Part1 - EDA
Part2 - Predict
Part3 - Blog post
Kaggle Competition. This project includes exploratory data analysis(notebooks) and prediction scripts.
Problem: 130 anonymized features. Predict whether taking each trading opportunities will result in profit for a whole year.
- anonymized set of features, feature_{0...129}, representing real stock market data.
- each row in the dataset represents a trading opportunity, for which you will be predicting an action value: 1 to make the trade and 0 to pass on it.

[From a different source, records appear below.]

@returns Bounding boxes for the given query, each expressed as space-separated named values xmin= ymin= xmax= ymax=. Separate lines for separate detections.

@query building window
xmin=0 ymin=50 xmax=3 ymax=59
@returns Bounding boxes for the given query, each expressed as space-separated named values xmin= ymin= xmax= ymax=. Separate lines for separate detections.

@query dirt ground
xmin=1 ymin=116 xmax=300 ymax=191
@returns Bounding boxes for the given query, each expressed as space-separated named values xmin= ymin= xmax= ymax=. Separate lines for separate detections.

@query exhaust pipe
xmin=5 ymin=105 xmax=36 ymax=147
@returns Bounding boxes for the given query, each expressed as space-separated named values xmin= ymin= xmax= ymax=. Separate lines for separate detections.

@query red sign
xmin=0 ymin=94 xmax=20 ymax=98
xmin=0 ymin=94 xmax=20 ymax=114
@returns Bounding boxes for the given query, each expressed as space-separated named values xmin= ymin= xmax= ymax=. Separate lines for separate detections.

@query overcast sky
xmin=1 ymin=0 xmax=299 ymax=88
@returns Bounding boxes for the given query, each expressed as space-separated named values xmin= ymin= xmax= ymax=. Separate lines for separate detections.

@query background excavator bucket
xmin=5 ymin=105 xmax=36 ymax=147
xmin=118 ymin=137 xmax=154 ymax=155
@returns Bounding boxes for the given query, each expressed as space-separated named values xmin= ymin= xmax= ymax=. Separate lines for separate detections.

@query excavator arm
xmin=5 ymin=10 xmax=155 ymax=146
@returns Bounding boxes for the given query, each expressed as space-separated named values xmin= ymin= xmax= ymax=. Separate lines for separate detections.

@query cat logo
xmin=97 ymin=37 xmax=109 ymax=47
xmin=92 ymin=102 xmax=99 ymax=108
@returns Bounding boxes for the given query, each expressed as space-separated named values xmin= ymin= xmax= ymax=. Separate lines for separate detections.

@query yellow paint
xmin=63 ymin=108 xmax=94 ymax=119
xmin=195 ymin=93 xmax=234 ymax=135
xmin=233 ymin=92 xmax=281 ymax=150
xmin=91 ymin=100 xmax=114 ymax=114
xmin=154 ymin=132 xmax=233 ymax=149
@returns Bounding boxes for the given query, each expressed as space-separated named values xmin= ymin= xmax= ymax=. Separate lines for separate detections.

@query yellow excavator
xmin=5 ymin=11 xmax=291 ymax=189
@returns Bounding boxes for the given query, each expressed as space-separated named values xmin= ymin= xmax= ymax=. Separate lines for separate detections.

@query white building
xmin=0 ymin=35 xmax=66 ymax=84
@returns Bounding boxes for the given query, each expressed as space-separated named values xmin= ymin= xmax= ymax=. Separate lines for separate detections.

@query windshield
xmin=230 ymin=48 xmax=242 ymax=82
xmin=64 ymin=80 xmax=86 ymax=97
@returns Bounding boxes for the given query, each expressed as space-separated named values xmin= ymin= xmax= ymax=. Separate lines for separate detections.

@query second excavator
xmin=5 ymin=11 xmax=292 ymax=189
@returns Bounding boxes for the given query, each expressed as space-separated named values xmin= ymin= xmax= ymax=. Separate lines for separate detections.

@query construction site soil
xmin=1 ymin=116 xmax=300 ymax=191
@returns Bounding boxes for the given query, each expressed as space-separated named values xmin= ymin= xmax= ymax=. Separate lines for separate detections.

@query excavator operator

- each trade has an associated weight and resp, which together represents a return on the trade.
- date column is an integer which represents the day of the trade, while ts_id represents a time ordering.
- in addition to anonymized feature values, you are provided with metadata about the features in features.csv. cred: https://www.kaggle.com/c/jane-street-market-prediction/data
Modules used: numpy, pandas, tensorflow, tqdm, random, datatable, sklearn, gc, seaborn, matplotlib, plotly, defaultdict
INSTRUCTION although I don't recommend you to run this since this is specifically for Jane Street ANONYMIZED FEATURES competition..
input folder - Put the feature.csv, train.csv from https://www.kaggle.com/c/jane-street-market-prediction and imputed_df.csv from (https://www.kaggle.com/louise2001/janestreetimputeddata).
src folder - scripts are stored here. Just run python train.py to clean and train and save model to models folder. submit.py is to submit for Kaggle competition.
model folder - the models are saved here
output folder - the output cleaned data are saved here
notebook folder - notebooks used for EDA and feature engineering and training are here.